Tier 1 (Foundation): A + D together. WebSocket + backend append. ~300 lines, 1 session. Without this nothing else works.

Tier 2 (Core value): B + C in parallel. Frontend sends DISTANCE and ACTION rows. ~140 lines, 1 session. This is where user actions start flowing into the CSV.

Tier 3 (Layout integration): E alone. DISTANCE edges affect physics. ~150 lines, needs careful tuning. This is where position recovery becomes real.

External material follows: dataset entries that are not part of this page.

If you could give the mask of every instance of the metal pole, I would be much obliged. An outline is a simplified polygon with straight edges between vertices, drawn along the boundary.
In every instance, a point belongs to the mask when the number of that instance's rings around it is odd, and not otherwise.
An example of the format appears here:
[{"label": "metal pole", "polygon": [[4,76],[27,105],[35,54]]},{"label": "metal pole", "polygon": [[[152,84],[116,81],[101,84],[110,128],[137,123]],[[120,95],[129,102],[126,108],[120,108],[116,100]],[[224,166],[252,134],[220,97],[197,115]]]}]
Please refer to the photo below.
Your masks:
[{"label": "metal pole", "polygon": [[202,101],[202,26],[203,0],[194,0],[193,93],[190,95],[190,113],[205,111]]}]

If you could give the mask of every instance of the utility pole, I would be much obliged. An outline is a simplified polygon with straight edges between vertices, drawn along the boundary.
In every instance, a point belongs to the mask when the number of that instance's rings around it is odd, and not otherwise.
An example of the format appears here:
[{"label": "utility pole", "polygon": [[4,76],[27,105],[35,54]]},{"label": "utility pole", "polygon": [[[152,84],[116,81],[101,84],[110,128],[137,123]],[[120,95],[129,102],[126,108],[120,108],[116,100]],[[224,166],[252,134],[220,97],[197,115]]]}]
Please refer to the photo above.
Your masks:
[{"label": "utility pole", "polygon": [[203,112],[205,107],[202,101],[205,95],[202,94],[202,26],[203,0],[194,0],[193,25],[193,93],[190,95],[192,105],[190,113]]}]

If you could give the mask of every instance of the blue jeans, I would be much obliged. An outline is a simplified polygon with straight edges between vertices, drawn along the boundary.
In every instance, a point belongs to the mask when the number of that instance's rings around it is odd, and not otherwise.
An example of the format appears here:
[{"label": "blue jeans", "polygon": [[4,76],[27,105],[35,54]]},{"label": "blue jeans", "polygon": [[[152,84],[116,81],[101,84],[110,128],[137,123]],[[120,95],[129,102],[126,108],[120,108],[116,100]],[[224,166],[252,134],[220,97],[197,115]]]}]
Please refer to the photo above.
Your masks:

Tier 4 (Conceptual cleanup): F + H in parallel. Clusters-as-edges + X-rewind-from-CSV. ~350 lines. Removes legacy persistence mechanisms.

Tier 5 (The big one): G. Expand/collapse. ~500+ lines. Hardest, most impactful, most risky.

Tier 6 (Scale): I. Coalescence. Only when the CSV gets large enough to matter.

Files to Modify

Verification

Open Questions

  1. Should DISTANCE edges decay? Or are they permanent? The coalescence model suggests they naturally compress over time, but the most recent ones should always be authoritative.
  2. WebSocket vs SSE bidirectional: WebSocket is the obvious choice, but the existing SSE infrastructure works well for server->client. Worth considering: keep SSE for streaming history, add WebSocket only for client->server? Or consolidate everything?
  3. Conflict resolution: If two clients drag the same node simultaneously, whose DISTANCE edges win? Last-write-wins by timestamp is simplest.
  4. CSV file size: With 500ms throttled drags, a 10-minute session with active dragging produces ~1200 DISTANCE rows. Manageable, but coalescence will matter eventually.